Mise à jour le 02 nov. 2020

Texte de Sylvie Monchatre, Professeure de sociologie à l'IETL, chercheure au Centre Max Weber

Il m’est impossible de faire cours sans évoquer l’assassinat de cet enseignant d’histoire-géographie à Conflans Ste Honorine vendredi dernier. Samuel Paty était un ancien étudiant de Lyon2, un enseignant sérieux, apprécié, exerçant son métier manifestement avec passion. Ebranlés par cette immonde mise à mort, nous ne pouvons que penser à ses proches, à ses élèves, aux enseignant.es, à tous les citoyens comme nous accablés et stupéfaits. Et parmi ces derniers, en dépit des intimidations qui visent à nous dissuader de l’exprimer, nous pensons également aux musulmans et toutes celles et ceux qui sont considéré.es comme tel.les – car non seulement l’Islam est sali par cet acte monstrueux mais le risque qu’iels n’en soient que davantage ostracisé.es est réel.

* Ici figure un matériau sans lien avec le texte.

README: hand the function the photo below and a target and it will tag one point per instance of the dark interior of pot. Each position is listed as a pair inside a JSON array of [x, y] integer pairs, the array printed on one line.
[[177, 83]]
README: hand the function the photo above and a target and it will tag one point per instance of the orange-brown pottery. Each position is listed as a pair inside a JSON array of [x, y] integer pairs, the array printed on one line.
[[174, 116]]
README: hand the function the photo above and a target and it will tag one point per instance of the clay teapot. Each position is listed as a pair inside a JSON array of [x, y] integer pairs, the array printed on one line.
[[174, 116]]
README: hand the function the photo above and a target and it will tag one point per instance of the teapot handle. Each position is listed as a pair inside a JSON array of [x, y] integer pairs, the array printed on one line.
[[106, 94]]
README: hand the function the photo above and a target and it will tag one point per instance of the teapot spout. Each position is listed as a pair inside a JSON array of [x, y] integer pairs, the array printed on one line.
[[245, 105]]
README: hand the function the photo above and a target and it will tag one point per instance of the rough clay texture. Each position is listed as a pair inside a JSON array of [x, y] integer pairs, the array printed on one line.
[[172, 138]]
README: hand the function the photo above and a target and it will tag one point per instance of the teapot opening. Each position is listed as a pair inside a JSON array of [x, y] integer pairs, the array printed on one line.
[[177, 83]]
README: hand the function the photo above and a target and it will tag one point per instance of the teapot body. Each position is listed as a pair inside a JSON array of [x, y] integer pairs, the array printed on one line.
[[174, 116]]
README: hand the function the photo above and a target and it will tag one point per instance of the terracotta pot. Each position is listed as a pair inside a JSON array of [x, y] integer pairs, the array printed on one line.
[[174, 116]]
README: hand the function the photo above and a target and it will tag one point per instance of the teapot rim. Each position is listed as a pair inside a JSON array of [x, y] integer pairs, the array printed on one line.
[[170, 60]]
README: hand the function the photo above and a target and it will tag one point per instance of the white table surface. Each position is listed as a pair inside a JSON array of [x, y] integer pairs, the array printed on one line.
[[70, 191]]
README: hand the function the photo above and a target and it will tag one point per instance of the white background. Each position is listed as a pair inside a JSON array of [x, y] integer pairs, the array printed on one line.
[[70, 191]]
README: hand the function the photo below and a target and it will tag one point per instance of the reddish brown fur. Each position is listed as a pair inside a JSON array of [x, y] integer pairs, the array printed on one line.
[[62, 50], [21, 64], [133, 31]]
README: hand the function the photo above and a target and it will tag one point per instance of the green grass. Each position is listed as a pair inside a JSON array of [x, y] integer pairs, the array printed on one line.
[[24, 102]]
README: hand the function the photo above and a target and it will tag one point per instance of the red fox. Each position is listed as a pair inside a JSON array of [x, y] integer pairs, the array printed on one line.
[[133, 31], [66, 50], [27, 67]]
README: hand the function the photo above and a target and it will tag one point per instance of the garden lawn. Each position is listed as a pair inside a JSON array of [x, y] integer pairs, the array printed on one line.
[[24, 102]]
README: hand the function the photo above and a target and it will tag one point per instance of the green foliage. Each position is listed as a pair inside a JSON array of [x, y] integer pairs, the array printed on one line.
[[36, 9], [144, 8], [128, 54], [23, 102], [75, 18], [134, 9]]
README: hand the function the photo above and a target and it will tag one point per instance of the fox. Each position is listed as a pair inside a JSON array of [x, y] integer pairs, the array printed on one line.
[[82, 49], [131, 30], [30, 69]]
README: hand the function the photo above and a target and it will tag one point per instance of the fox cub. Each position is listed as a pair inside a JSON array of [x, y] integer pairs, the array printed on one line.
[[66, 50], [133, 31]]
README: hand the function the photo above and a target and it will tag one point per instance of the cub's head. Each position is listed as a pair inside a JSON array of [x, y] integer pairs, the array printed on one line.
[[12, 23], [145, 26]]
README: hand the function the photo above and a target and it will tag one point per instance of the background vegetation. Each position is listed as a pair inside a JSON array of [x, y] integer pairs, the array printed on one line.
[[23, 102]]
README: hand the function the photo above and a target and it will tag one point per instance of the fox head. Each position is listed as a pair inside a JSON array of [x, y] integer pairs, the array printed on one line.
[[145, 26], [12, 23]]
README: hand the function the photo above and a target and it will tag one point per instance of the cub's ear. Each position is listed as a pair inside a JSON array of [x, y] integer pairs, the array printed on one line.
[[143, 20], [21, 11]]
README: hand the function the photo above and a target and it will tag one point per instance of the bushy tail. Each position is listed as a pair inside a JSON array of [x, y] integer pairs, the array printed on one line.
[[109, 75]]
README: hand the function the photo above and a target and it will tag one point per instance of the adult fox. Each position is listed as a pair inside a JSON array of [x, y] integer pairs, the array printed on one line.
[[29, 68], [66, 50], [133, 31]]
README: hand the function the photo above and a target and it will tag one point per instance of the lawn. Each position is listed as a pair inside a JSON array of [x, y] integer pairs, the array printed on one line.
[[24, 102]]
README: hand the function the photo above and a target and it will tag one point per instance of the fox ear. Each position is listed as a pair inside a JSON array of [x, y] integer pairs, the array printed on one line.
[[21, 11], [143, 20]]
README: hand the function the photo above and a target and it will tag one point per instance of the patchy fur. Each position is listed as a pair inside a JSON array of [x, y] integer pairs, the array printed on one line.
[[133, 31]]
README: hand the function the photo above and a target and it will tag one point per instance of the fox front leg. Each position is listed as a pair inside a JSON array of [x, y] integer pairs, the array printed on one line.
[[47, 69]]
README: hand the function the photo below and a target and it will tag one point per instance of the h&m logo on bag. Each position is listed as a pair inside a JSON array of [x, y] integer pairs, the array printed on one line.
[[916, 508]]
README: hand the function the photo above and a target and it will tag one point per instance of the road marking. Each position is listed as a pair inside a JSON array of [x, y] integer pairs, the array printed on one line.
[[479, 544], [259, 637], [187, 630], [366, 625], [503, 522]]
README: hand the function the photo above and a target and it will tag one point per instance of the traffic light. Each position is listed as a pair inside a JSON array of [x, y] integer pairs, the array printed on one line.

Plus que jamais, nous devons essayer de comprendre ce qui se produit. Il nous faut d’autant plus y réfléchir que nous sommes dans un parcours de master Inégalités Discriminations. Nous savons que les sciences sociales sont congédiées, voire condamnées, lorsque l’horreur a lieu et que l’urgence, pour le politique, est de condamner, en appelant à une guerre totale contre un ennemi face auquel la nation doit se souder. L’existence d’un Islamisme politique qui s’emploie à semer la terreur partout dans le monde, en particulier dans les pays de confession musulmane mais également en France, ne saurait être niée. Mais les sciences sociales ont une autre mission que celle de la police, de l’armée ou du politique. Elles ne sont pas là pour excuser l’inexcusable ni pour condamner à la place des juges. Elles invitent, en revanche, à chercher à comprendre ce qui est refoulé dans les appels à l’union nationale. Comment, en particulier, l’idéologie réactionnaire et vengeresse dont se réclame un certain Islam politique peut-elle susciter des vocations dans les pays occidentaux ? Comment cette idéologie peut-elle conduire à faire taire, de la pire façon qui soit, un professeur enseignant la liberté d’expression?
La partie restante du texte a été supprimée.